Knot density is a factor, among many other factors, in the value of workshop rugs or in other words city rugs. Since workshops have more sophisticated tools (though of varying degrees of sophistication) and follow cartoons (drawings on squared paper) for their designs, precision becomes important. Knot density, although irrelevant in durability of the rug, becomes important for creating intricate curvilinear designs because the higher the knot density, the more detailed the design can be. Workshop rugs can have a knot density of between 100 to over 1000 knots per square inch. Rugs of over 1000 knots per square inch are very rare and most likely very expensive. These rugs are generally pure silk with silk foundation because with silk foundation more knots can be tied. With cotton or wool because the strands are thicker, it would be difficult to tie this many knots in one square inch.

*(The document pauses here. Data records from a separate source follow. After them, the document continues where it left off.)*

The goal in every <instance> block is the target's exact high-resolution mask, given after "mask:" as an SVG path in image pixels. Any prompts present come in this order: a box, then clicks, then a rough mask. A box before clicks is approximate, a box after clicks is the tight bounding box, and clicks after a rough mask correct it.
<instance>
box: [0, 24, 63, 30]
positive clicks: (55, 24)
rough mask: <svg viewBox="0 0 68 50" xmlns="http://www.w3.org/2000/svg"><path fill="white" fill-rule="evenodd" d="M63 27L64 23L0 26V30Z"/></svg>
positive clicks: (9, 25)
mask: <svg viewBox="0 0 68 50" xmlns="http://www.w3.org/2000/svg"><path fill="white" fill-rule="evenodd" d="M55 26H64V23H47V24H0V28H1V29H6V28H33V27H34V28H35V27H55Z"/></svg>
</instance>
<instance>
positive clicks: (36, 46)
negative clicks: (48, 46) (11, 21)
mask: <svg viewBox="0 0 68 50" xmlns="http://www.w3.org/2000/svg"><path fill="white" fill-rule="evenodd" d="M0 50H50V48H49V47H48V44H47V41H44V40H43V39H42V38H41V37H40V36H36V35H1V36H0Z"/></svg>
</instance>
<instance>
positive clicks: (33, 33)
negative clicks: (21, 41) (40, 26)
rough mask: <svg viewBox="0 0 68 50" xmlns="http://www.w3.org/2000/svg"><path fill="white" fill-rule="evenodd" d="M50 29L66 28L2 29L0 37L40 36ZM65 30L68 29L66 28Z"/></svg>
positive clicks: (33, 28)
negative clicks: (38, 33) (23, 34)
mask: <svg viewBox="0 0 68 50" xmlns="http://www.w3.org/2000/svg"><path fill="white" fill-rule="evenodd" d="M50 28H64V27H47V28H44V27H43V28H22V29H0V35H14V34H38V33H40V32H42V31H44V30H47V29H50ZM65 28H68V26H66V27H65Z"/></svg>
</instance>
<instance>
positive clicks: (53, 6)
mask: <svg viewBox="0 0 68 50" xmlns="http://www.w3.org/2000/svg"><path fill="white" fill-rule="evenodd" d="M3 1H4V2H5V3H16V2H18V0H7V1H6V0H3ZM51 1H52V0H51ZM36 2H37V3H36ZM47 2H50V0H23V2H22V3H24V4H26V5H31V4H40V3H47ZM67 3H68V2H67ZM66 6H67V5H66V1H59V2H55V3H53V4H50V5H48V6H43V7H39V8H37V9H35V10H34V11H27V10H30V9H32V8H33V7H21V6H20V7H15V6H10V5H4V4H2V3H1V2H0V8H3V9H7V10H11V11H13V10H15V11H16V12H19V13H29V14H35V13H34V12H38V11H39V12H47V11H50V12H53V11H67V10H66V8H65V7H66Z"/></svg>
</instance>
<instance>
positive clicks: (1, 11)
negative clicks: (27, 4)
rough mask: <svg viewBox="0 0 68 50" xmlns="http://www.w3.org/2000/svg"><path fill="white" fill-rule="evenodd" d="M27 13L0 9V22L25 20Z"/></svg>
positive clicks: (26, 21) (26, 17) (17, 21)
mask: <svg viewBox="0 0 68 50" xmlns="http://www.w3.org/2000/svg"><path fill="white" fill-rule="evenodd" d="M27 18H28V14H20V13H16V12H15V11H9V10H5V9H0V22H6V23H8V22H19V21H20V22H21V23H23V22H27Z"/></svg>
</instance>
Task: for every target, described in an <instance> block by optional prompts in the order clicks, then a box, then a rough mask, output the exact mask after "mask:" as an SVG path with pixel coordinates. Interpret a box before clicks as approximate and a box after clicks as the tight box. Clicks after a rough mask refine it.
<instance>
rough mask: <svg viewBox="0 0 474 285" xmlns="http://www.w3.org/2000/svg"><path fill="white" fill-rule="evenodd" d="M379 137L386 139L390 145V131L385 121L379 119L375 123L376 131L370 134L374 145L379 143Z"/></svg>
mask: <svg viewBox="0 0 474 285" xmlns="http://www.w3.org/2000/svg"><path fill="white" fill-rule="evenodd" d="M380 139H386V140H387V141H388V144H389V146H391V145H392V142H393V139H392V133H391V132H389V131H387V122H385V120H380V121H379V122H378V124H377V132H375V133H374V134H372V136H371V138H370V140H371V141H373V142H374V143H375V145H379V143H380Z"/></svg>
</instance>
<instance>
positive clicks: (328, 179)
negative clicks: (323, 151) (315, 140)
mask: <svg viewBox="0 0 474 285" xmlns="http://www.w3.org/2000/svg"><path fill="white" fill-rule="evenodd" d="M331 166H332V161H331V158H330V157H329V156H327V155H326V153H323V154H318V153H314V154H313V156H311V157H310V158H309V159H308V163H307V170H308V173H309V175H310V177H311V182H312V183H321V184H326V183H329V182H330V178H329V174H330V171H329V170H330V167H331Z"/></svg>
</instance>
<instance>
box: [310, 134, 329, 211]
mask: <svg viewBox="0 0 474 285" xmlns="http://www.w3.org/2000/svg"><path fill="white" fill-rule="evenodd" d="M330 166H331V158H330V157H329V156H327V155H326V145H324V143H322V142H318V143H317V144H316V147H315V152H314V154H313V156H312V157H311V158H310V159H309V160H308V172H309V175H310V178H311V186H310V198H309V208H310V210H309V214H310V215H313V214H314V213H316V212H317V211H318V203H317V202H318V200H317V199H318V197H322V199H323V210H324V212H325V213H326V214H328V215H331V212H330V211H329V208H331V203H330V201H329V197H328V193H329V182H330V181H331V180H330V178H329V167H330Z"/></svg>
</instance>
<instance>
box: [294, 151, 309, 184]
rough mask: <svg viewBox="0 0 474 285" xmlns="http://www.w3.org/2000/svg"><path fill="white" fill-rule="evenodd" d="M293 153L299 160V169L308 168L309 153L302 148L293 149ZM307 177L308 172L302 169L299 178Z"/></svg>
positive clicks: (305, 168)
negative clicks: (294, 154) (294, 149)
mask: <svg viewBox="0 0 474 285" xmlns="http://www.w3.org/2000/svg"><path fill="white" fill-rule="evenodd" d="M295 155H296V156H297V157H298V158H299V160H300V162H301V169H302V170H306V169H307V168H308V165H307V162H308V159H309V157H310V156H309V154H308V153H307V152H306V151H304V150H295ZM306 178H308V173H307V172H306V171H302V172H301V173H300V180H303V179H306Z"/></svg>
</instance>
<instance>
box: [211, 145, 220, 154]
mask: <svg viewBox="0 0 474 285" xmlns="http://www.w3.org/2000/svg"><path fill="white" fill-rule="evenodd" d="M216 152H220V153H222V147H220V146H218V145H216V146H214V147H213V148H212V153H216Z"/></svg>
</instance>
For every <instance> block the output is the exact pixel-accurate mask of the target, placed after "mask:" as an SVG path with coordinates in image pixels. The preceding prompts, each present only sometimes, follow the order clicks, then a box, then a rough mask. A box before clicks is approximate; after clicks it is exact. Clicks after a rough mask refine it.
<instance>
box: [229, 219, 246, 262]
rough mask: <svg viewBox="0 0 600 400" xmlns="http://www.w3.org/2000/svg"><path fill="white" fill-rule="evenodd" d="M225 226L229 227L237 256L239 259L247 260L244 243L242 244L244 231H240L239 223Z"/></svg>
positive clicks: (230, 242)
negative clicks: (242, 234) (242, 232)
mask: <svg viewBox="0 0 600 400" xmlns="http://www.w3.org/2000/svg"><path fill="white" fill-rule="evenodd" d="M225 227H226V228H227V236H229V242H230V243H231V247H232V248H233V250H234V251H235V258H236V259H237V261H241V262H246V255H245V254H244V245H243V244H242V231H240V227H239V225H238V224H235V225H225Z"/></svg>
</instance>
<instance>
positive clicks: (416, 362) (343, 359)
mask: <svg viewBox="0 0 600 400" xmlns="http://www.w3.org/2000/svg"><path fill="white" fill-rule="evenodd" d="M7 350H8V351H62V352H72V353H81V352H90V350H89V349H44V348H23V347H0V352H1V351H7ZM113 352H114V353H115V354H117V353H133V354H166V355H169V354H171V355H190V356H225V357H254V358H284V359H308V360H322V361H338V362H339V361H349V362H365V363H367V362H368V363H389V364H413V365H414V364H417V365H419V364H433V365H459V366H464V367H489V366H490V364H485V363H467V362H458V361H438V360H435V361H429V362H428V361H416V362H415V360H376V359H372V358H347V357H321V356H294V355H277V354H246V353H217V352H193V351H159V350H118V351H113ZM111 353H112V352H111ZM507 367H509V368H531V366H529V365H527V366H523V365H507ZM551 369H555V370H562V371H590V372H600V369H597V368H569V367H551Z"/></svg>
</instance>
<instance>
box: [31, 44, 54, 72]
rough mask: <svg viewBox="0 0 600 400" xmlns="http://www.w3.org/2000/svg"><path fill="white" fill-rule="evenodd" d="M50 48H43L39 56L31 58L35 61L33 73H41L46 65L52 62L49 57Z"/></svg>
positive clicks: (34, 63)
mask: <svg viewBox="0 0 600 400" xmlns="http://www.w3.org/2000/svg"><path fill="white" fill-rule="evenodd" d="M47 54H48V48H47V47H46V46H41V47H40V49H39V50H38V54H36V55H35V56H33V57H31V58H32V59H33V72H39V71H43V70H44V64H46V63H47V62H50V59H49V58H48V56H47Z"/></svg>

All handmade rugs are functional and exceptional works of art created with great patience. Every single knot is tied by hand. A rug can consist of 25 to over 1,000 knots per square inch. A skillful weaver is able to tie a knot in about ten seconds, meaning 6 knots per minute or 360 knots per hour. That means it would take a skillful weaver 6,480 hours to weave a 9×12-foot rug with a density of 150 knots per square inch. If we divide this number by 8-hour working days, that means it would take one weaver 810 days (approximately two and a half years) to weave such a rug. A rug as large as a 9×12 is usually woven by two or three weavers, so the above time can be reduced by half or third. Imagine if the knot density is even higher!

 

Asymmetrical (Persian or Senneh) KnotAsymmetrical (Persian or Senneh) Knot
The asymmetrical knot is used in Iran, India, Turkey, Egypt and China. To form this knot, yarn is wrapped around one warp strand and then passed under the neighboring warp strand and brought back to the surface. With this type of knot a finer weave can be created.

 

Symmetrical (Turkish or Ghiorde) KnotSymmetrical (Turkish or Ghiorde) Knot
The symmetrical knot is used in Turkey, the Caucasus and Iran by Turkish and Kurdish tribes. It is also used in some European rugs. To form this knot, yarn is passed over two neighboring warp strands. Each end of the yarn is then wrapped behind one warp and brought back to the surface in the middle of the two warps.

 

Jufti Knot
The jufti knot can be seen in rugs of Khorasan, Iran. This knot can be either symmetrical or asymmetrical. The knot is usually tied over four warps making the weaving process faster.

 

Tibetan Knot
In Tibet, a distinctive rug-weaving technique is used. A temporary rod which establishes the length of pile is put in front of the warp . A continuous yarn is looped around two warps and then once around the rod. When a row of loops is finished, then the loops are cut to construct the knots.